A 4-hour render that sleeps at hour 3
You kick off a long export in Final Cut Pro, queue up a batch encode in Handbrake, or start a Blender render that's going to take the rest of the afternoon. You leave the room. Three hours in, your Mac decides you're idle and goes to sleep. The render stops. When you wake the Mac up, some apps can resume where they left off. Others can't. And even the ones that can resume have to re-initialize the GPU and rebuild their processing pipeline, which adds time and sometimes introduces errors.
You'd think rendering apps would tell macOS to stay awake. Some do. Compressor usually handles this correctly. But Final Cut Pro, DaVinci Resolve, Blender, and Handbrake don't always request sleep assertions, especially during exports or background renders. If the app doesn't explicitly tell macOS "I'm busy, don't sleep," the idle timer keeps ticking and your Mac will sleep on schedule.
CPU threshold: auto-detect when you're rendering
Shake It On has a condition called "Only Shake If CPU usage above threshold." Set it to something like 20-30%, and Shake It On will automatically activate whenever your Mac is doing heavy work. A video encode that's pinning your CPU at 85%? Shaking is on. The render finishes and CPU drops back to 3%? Shaking stops and your Mac can sleep normally.

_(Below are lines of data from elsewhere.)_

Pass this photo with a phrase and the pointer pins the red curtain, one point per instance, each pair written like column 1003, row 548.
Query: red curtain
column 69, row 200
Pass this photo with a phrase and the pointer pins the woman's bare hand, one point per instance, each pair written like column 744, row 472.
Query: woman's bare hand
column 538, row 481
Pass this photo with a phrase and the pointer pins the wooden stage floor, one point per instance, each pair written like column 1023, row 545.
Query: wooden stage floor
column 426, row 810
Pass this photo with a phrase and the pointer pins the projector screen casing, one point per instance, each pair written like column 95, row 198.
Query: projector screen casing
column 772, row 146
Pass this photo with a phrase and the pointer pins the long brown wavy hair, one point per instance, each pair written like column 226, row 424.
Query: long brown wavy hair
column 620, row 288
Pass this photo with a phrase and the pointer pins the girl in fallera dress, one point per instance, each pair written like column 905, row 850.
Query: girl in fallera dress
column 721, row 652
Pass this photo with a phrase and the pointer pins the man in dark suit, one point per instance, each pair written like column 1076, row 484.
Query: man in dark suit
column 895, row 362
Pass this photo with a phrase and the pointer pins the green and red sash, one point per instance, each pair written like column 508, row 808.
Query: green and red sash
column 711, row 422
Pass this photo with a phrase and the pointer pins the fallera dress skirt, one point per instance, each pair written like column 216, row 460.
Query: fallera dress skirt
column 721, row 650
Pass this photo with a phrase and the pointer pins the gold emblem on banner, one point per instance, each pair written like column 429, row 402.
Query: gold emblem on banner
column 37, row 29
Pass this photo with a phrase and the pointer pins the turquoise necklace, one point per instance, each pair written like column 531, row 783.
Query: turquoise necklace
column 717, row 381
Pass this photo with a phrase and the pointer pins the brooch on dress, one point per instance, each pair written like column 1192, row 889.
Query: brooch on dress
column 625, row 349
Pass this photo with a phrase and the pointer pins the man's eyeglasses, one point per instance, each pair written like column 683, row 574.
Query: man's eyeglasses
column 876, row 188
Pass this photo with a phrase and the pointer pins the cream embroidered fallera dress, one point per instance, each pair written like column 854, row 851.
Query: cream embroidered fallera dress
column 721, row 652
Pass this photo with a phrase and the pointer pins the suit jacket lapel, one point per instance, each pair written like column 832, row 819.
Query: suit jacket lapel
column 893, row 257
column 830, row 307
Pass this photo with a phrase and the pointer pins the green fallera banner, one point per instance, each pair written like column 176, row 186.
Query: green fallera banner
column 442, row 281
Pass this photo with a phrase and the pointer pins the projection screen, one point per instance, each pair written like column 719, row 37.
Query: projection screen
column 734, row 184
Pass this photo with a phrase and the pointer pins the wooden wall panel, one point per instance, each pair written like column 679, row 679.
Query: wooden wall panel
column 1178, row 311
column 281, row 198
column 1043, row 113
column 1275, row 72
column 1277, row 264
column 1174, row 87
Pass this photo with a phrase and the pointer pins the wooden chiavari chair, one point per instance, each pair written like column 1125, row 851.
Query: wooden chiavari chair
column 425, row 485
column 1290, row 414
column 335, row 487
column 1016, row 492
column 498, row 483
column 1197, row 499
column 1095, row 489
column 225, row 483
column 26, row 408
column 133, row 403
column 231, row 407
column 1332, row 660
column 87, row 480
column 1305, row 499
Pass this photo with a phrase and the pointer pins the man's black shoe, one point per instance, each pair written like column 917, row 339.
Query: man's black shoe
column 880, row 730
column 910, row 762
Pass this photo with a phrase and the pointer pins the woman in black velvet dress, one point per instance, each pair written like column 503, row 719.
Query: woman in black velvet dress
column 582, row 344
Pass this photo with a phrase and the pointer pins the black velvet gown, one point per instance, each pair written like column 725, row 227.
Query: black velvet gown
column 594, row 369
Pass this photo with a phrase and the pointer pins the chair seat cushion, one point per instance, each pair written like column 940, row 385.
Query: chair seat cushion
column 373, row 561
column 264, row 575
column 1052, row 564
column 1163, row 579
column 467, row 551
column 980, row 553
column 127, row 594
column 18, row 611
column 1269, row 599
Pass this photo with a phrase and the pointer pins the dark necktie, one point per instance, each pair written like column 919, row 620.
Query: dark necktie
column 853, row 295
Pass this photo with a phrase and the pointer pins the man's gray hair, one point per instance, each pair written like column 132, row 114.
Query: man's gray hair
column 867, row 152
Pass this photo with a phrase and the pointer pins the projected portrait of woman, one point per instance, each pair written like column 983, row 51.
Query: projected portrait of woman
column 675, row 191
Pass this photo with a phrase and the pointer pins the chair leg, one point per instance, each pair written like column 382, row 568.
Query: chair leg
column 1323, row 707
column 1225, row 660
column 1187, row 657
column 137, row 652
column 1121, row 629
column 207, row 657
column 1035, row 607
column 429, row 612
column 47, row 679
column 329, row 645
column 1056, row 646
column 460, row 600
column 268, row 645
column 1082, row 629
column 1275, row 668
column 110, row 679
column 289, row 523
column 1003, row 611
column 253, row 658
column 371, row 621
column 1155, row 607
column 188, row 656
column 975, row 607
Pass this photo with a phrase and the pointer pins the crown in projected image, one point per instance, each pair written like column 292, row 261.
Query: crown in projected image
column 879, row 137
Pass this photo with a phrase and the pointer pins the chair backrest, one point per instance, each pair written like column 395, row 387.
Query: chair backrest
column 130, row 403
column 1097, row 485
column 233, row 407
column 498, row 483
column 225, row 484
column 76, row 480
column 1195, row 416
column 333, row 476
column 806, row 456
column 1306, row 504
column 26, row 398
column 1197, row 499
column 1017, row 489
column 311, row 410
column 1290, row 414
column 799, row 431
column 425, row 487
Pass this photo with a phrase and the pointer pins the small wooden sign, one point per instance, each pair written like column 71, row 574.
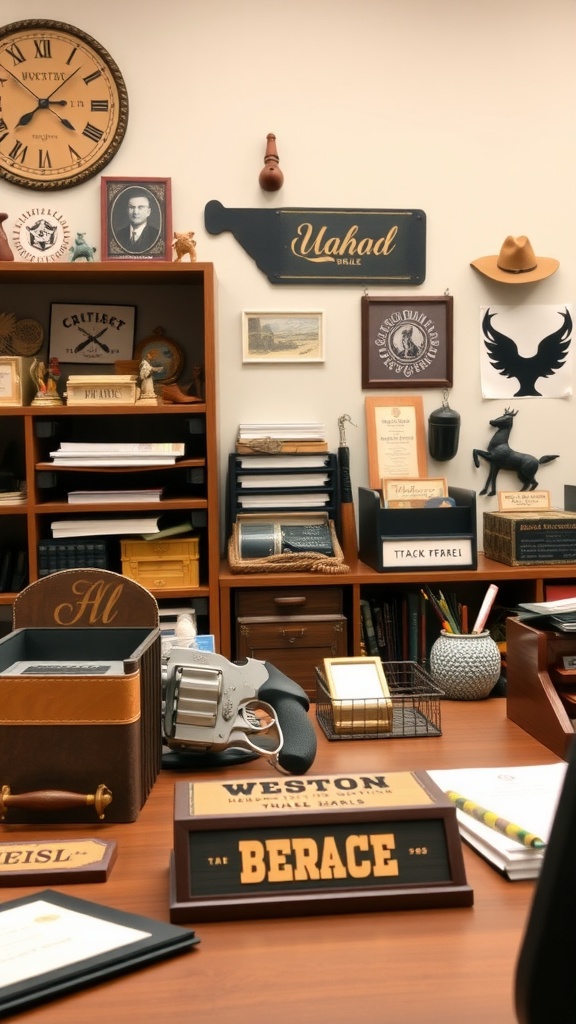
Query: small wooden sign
column 524, row 501
column 413, row 493
column 51, row 861
column 285, row 846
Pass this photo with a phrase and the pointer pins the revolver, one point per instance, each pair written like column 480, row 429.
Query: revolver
column 213, row 705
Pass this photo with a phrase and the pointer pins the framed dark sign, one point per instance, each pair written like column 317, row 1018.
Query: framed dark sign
column 407, row 342
column 299, row 246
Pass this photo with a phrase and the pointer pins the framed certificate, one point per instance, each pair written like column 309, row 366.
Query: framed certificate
column 397, row 445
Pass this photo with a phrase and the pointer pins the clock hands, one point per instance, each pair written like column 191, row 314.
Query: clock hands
column 89, row 338
column 44, row 103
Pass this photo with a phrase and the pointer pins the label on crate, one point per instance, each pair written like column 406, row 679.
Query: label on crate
column 418, row 552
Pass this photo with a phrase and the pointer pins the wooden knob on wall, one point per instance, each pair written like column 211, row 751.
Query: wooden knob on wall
column 271, row 178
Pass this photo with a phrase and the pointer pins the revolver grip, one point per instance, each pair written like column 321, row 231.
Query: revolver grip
column 290, row 704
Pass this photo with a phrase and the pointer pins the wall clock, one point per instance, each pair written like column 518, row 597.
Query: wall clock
column 64, row 104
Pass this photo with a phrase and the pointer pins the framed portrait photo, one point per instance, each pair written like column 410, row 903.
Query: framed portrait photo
column 136, row 219
column 407, row 342
column 282, row 337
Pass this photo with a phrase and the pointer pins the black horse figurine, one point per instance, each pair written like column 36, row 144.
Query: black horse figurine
column 501, row 456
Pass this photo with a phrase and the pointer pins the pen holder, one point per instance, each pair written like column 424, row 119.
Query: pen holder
column 465, row 666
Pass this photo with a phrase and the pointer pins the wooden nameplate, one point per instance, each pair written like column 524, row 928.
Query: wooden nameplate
column 51, row 861
column 285, row 846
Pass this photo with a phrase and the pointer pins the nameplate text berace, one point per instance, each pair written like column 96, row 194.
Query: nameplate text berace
column 317, row 844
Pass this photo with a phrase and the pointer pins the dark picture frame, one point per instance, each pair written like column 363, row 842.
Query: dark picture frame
column 407, row 342
column 151, row 203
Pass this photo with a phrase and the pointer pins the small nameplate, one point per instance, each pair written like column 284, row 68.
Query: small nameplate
column 523, row 501
column 45, row 861
column 433, row 552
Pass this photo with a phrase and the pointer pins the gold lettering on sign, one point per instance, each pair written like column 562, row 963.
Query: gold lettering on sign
column 95, row 602
column 319, row 249
column 298, row 859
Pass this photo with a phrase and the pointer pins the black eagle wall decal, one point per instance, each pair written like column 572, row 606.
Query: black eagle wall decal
column 549, row 356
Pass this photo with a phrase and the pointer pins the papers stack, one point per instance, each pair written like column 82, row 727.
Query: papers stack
column 281, row 437
column 98, row 454
column 527, row 796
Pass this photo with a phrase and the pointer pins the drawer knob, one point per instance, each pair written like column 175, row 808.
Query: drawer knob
column 292, row 636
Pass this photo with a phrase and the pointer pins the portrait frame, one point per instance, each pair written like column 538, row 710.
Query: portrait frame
column 283, row 337
column 115, row 196
column 396, row 436
column 356, row 678
column 407, row 342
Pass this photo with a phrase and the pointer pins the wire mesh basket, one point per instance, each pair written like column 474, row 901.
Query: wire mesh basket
column 415, row 700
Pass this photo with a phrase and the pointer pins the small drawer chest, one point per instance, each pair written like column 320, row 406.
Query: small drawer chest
column 294, row 628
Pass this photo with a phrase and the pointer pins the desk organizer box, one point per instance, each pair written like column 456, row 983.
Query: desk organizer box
column 415, row 708
column 446, row 537
column 78, row 730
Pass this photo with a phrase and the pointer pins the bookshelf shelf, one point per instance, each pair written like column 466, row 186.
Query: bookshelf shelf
column 180, row 299
column 516, row 583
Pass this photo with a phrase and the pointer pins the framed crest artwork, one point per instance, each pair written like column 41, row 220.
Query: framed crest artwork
column 406, row 342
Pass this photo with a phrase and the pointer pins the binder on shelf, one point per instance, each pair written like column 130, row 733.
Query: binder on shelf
column 404, row 540
column 60, row 553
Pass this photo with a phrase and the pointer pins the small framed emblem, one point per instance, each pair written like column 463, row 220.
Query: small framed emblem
column 406, row 342
column 91, row 334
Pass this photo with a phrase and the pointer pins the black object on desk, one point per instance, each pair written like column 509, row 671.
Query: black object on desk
column 544, row 985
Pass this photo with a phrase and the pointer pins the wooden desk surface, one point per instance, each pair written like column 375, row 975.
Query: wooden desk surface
column 412, row 966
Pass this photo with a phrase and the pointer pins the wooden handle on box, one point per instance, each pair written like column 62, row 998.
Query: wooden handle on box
column 54, row 800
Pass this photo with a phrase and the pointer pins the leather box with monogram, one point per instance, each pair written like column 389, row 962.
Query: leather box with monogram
column 80, row 723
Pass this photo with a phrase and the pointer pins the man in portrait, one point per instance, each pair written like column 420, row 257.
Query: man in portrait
column 140, row 232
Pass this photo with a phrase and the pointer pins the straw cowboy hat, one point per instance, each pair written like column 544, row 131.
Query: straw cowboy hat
column 516, row 263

This is the perfect condition for rendering because you don't have to think about it. You don't need to remember to enable anything before you start the render, and you don't need to remember to disable it after. The CPU threshold does the thinking for you.
For most rendering workloads, 20-30% is the right threshold. Video encodes and 3D renders typically push CPU well above 50%, so there's plenty of headroom above the trigger point. Normal background activity (email, browsing, Spotlight indexing) rarely sustains above 15-20%, so you won't get false positives.
Pairing conditions for overnight renders
If you're starting a render before you leave for the day, you'll want a couple of extra conditions:
- Paused When on battery. If you're rendering on a MacBook, you're almost certainly plugged in. But if someone accidentally unplugs the power cable, you don't want Shake It On keeping the Mac awake on battery while the CPU is pegged at 100%. The battery would drain in no time. This condition catches that edge case.
- Allow display to sleep. An overnight render doesn't need the screen on. Let the display turn off to save energy while the system stays awake and the render continues.
With the CPU threshold, battery pause, and display sleep all configured, you get exactly the behavior you want: Mac stays awake while rendering, display goes dark to save power, and everything returns to normal when the job finishes.